Tutum Ölçeklerinin Günümüzde Kullanımı:

Oldukça karmaşık değerlendirmeler yapmak için likert ölçeğiyle duygusal anlam ölçeği bir arada başarıyla kullanılmıştır.  Örneğin seçmenlerden duygusal anlam ölçeği kullanılarak çeşitli konuları değerlendirmeleri istenebilir. Sonrasındaysa onlara bir Likert ölçeği kullanarak her bir adayın belli konulardaki konumu hakkında ne düşündükleri sorulabilir. Bu iki ölçümü birleştirdiğimizde, bu seçmenlerin kime oy vereceğini kestirmemiz mümkün hale gelir.

Fizyolojik Ölçümler:

Tutumları değerlendirmek üzere çeşitli fizyolojik ölçümler kullanılmıştır. Bunlar arasında deri direncini, kalp atım hızını, göz bebeğinin büyümesini sayabiliriz. Kişinin tutumu çoğunlukla nötr bir nesnenin ( sözgelimi bir somun ekmeğin)  bulunduğu ortamda okunan fizyolojik değerle ( sözgelimi kalp atış hızı ) tutum nesnesinin ( sözgelimi çekici bir kişi)  bulunduğu ortamda okunan değerin birbiriyle karşılaştırılmasıyla çıkarsanır.

Açık Davranış Ölçümleri:

Tutumları ölçmenin bir başka yolu insanların ne yaptığını izlemektir, zira insanların davranışları tutumlarının göstergesi olabilir.  Bu teknik insanlar ancak kendi davranışlarının gözlendiğinden habersiz oldukları zaman güvenilirdir.
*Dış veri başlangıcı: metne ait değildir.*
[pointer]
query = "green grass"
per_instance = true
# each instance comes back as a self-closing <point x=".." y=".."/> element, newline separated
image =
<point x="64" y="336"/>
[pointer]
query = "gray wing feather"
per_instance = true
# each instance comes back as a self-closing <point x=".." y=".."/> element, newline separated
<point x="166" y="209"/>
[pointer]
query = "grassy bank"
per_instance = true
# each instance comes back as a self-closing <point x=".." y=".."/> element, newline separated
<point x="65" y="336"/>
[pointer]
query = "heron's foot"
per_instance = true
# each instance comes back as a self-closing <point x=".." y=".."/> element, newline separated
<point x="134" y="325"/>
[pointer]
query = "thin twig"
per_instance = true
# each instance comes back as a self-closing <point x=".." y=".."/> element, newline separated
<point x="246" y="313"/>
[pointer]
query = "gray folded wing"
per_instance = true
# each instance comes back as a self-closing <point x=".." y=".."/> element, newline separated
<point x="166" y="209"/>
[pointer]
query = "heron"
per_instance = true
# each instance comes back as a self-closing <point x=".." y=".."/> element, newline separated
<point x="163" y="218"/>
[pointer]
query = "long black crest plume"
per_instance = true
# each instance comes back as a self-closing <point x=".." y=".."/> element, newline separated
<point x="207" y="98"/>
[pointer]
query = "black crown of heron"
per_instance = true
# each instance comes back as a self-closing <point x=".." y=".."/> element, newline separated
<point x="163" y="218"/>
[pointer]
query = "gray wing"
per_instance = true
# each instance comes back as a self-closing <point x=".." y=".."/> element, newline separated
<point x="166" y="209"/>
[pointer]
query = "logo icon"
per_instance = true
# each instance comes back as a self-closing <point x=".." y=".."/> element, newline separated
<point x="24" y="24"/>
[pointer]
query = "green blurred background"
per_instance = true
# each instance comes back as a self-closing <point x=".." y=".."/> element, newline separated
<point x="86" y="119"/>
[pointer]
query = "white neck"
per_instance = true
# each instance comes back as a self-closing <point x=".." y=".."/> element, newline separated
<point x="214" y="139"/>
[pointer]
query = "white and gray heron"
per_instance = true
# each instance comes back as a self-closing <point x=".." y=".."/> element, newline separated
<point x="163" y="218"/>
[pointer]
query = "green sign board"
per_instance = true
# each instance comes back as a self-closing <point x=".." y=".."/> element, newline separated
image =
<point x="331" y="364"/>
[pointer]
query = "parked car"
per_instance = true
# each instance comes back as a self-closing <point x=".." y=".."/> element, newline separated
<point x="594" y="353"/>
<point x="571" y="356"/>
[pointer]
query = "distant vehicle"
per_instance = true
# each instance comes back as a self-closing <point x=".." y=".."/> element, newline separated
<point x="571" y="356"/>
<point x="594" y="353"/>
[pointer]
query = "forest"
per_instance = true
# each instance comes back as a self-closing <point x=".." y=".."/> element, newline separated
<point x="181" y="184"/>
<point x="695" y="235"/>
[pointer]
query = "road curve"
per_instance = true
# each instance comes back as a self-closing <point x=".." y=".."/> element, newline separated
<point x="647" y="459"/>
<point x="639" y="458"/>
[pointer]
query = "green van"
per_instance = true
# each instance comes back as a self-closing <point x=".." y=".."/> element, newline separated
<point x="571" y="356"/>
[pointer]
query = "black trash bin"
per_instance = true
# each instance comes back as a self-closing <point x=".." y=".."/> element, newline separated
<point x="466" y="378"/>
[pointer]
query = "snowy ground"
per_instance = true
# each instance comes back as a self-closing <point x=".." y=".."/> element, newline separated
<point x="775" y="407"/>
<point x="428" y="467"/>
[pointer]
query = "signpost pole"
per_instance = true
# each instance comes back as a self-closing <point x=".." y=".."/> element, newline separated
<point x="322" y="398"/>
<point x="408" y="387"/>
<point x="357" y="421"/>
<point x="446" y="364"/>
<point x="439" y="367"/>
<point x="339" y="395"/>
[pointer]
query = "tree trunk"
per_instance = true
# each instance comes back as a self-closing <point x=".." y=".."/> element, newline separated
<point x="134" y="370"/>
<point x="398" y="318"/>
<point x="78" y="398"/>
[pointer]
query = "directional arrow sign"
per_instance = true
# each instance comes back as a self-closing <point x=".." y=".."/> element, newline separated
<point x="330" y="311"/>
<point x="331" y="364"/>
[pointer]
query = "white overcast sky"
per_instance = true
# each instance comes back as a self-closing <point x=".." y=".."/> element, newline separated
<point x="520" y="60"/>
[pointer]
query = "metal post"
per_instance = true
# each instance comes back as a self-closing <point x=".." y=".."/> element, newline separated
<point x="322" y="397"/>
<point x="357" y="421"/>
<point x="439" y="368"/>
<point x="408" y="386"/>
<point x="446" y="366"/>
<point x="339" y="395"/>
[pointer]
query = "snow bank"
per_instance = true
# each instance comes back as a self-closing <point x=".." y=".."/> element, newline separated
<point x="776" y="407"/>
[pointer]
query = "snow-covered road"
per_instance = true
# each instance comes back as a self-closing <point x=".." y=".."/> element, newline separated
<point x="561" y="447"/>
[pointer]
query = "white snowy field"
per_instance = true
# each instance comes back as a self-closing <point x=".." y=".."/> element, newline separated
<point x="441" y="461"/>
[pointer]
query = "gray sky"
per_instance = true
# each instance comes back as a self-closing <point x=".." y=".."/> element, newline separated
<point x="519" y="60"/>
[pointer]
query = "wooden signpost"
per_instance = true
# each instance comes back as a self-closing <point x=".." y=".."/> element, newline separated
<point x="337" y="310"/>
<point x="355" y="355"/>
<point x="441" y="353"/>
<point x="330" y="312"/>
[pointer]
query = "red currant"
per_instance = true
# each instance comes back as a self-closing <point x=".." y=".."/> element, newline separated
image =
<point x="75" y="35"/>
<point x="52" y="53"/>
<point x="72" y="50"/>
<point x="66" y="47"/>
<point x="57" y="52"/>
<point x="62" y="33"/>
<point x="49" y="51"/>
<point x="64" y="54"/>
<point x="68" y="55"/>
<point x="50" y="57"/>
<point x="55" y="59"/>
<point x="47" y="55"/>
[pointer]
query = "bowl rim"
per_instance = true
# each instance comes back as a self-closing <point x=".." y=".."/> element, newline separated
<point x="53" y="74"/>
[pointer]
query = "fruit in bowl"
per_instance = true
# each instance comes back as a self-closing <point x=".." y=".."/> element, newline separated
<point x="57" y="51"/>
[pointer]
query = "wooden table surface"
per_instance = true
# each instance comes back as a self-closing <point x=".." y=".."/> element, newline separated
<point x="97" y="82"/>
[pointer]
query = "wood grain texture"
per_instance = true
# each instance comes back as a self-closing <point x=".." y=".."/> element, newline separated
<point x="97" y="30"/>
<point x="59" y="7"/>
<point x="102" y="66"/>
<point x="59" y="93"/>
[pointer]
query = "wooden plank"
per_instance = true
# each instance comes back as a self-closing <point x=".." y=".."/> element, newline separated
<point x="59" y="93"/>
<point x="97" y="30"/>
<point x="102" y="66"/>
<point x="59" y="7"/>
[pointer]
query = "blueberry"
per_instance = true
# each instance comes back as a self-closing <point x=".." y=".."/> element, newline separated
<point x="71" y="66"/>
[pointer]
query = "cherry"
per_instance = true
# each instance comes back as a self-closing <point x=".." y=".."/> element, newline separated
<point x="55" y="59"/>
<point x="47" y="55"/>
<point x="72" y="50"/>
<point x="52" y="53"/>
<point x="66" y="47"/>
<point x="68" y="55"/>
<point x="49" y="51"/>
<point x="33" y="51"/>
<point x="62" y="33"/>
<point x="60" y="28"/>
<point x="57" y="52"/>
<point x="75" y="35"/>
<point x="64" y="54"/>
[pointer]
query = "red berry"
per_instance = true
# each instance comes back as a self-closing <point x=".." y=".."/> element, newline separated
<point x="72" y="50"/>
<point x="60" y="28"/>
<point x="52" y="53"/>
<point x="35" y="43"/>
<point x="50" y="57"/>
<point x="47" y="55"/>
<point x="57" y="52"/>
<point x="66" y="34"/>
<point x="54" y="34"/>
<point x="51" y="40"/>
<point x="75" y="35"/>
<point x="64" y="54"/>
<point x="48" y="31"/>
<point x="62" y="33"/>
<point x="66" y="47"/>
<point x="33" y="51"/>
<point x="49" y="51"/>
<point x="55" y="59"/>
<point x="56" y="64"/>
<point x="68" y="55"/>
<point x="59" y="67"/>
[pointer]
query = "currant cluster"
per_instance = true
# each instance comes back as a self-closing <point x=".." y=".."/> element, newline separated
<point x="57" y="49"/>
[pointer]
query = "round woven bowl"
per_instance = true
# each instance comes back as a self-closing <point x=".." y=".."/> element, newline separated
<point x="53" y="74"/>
Sözel olmayan davranışlar da bir tutum ölçüsü işlevini görebilir. Örneğin birbirinden hoşlanan insanlar birbirlerine yakın otururlar. Dolaysıyla eğer bir bekleme odasındaki yabancılar başka grupların üyelerinden uzağa otururlarsa ortada bazı önyargılar olduğu yolunda bir çıkarsamada bulunabiliriz.

Tutum Ölçümlerinde Problemler ve Çözümler:

Tutum araştırmacıları katılımcılara soru sorduklarında, katılımcıların kendi gerçek duygularını açığa vurma konusunda isteksiz davranmaları hep olasıdır. Bu durum kişinin tutumunun ( örneğin ırkçı görüşlere sahip olmak) egemen norma ( örneğin bütün sosyal gruplar için fırsat eşitliğinin sağlanması) ters düştüğü anlarda özellikle karşımıza çıkar.

Araştırmacılar bu tür sorunları çözmek için bazı teknikler geliştirmişlerdir. Bunun bir örneği düzmece boru hattı tekniğidir. Düzmece boru hattı tekniği, katılımcıları yanılttığı,  ve özel yaşama girdiği için etik açıdan sakıncalar yaratabilir. Araştırmacılar bu tekniğin kullanımını gerekçelendirmek için araştırmadan elde edilecek bilimsel yararın olası etik sakıncalardan daha ağır bastığını gösterme gereği duyarlar.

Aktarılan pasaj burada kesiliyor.